Here are the influential voices leading the conversations where nonprofits and technology overlap.
Windows tends to be the dominant operating system in most government agencies, but with the release of Mac OS 10.6 (Snow Leopard) and its seamless integration with Windows networks and Microsoft’s Exchange server for e-mail and calendaring, Macs are becoming much more commonplace.
In fact, Yankee Group research has found that nearly 80 percent of IT environments have some level of Mac presence. If you don’t yet have Macs in your company, chances are you will before long. Such a choice might be great for users. But if you’re part of an IT security team well-versed in securing Windows, how can you ensure that introducing Macs doesn’t introduce a host of new security problems?
One of the selling points of Macs is that they have fewer security problems than Windows machines, and although that point is arguable as a general rule, it’s true that more threats target Windows computers. That doesn’t mean Macs are foolproof, and as their use increases, so will viruses and malware that target them.
Macs also have a bit of a hidden danger: Because so many Mac users assume they’re immune to viruses and malware, they often choose not to run security software. That makes Macs an attractive target for hackers, particularly as an attack vector in an environment with both Windows and Mac computers.
In a hybrid environment where network resources and documents are constantly shared and exchanged between PC and Mac platforms, security is more important than ever. Thankfully, with the right combination of hardware, software and good old-fashioned IT policies and user education, you can keep both Macs and PCs on your network safe and secure.
These days, attacks and security threats come at your network from countless sources — and in all shapes and sizes. Because it’s a tall order for even full-time security experts to keep up with the bad guys, it’s crucial to put Internet and e-mail security appliances on the front lines of your network.
These network appliances are relatively inexpensive. They’re easy to install and integrate into your environment, and they’re constantly updated in response to the latest threats. This makes them a simple and powerful first line of defense. Blocking malicious e-mail attachments and limiting potentially dangerous Internet traffic at the network level, rather than relying on desktop software, means many threats can be eliminated before they even reach a user’s machine.
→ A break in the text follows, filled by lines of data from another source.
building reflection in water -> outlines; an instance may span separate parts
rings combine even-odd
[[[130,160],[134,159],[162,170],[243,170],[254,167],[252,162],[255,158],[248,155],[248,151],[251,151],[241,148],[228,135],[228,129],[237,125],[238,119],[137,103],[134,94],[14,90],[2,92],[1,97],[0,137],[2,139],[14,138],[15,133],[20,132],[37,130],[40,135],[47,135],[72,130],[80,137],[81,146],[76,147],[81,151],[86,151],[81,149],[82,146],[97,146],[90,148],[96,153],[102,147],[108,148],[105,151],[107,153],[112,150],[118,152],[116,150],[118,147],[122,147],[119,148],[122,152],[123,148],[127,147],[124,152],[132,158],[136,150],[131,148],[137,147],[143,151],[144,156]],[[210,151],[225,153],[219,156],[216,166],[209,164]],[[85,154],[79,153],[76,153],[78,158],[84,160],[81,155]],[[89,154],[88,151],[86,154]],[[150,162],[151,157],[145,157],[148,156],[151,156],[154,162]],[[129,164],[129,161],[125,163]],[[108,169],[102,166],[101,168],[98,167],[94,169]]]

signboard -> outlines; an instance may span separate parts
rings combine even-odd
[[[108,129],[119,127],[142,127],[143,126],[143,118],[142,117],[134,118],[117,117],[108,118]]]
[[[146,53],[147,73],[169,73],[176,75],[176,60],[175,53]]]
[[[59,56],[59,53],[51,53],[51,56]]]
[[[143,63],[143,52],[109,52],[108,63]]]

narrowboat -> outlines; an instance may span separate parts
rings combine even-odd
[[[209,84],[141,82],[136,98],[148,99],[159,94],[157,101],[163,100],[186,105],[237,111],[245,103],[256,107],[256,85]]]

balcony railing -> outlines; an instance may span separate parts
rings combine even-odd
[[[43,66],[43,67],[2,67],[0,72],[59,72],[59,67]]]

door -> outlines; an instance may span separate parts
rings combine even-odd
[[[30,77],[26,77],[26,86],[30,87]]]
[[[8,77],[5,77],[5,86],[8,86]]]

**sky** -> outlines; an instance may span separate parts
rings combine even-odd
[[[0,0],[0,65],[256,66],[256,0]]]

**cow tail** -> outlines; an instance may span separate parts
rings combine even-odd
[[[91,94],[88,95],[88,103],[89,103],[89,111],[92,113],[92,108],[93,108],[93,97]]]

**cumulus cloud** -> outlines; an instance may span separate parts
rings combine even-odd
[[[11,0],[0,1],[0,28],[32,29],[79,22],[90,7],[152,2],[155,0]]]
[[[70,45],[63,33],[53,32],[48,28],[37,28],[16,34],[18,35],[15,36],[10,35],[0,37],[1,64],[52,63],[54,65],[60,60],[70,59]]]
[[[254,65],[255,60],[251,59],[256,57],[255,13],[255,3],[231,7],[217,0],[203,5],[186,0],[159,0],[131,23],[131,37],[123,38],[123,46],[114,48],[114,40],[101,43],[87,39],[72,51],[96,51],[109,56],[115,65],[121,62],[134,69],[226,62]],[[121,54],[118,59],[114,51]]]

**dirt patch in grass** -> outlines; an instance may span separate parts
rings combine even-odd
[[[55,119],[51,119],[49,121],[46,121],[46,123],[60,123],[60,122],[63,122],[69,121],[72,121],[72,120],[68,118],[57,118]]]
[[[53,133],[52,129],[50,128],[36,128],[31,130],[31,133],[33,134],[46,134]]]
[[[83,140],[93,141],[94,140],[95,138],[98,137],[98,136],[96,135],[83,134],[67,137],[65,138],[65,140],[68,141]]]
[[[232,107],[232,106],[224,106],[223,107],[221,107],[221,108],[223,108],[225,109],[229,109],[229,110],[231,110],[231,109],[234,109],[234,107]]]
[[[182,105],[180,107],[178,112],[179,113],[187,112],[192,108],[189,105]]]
Network security appliances also help eliminate any chance of a file containing a virus targeting Windows, for example, to successfully make it to a Mac, only to be transferred to a Windows machine later. Granted, the Windows machine should be running an antivirus and antimalware application, but it’s best that a potential threat doesn’t even get that far into your network.
Macs and PCs are certainly different, but in terms of security, you need to treat them equally. Even if Mac users argue otherwise, operate under the assumption that Macs have all the potential security problems of Windows machines. This way, you won’t be caught off guard when the first big Mac exploit hits the Internet, and you won’t be lulled into a false sense of security by a virus- and malware-free legacy.
In a practical sense, this means all users must run the latest antivirus and antimalware software for their platform. This is vital in a hybrid environment because even if a PDF or Word document doesn’t target one platform, it may target the other, so a dormant threat on one machine may become active on the next. Luckily, Kaspersky Lab, McAfee, Symantec and Trend Micro all offer security software for both Mac and Windows platforms. Running the same software on both ensures a level of homogeneity in an otherwise heterogeneous world.
Also, make sure that your users are aware of the importance of applying the latest patches for their operating systems, and enforce OS update policies. As a general rule, it’s best to apply OS patches immediately as they become available. Unless your organization has a specific reason not to do so, enabling automatic OS updates on all machines keeps things as secure as they can be at the OS level.
If you’re concerned about having Mac clients in your environment in the first place, adding a Mac server to the mix may seem counterintuitive. But Mac servers offer a number of benefits and can make managing a hybrid environment easier.
Windows security teams are accustomed to leveraging Windows servers to push policies and updates to all Windows clients on the network. Windows servers obviously can’t perform this same task on Mac clients, but a Mac server can. By adding a Mac server to your network, you can manage your Mac clients much more easily and push updates and policies to Mac clients just as you do with Windows.
All the hardware and software in the world isn’t going to protect you from every threat. Even with adequate protections in place, there is no substitute for clearly written IT policies and user education. In many cases, a problem can start inside your network when one of your users unintentionally unleashes some bit of nasty code onto your network. Educating your users on the basics of keeping their computer — and, by extension, all your users — safe and secure, along with unambiguous policies covering what is and isn’t acceptable in your environment, can help mitigate threats.
Security in a hybrid environment is a concern, but it doesn’t need to keep security teams up at night. With layers of security hardware, security software and plain old common sense, PCs and Macs can coexist safely, securely and peacefully in your company.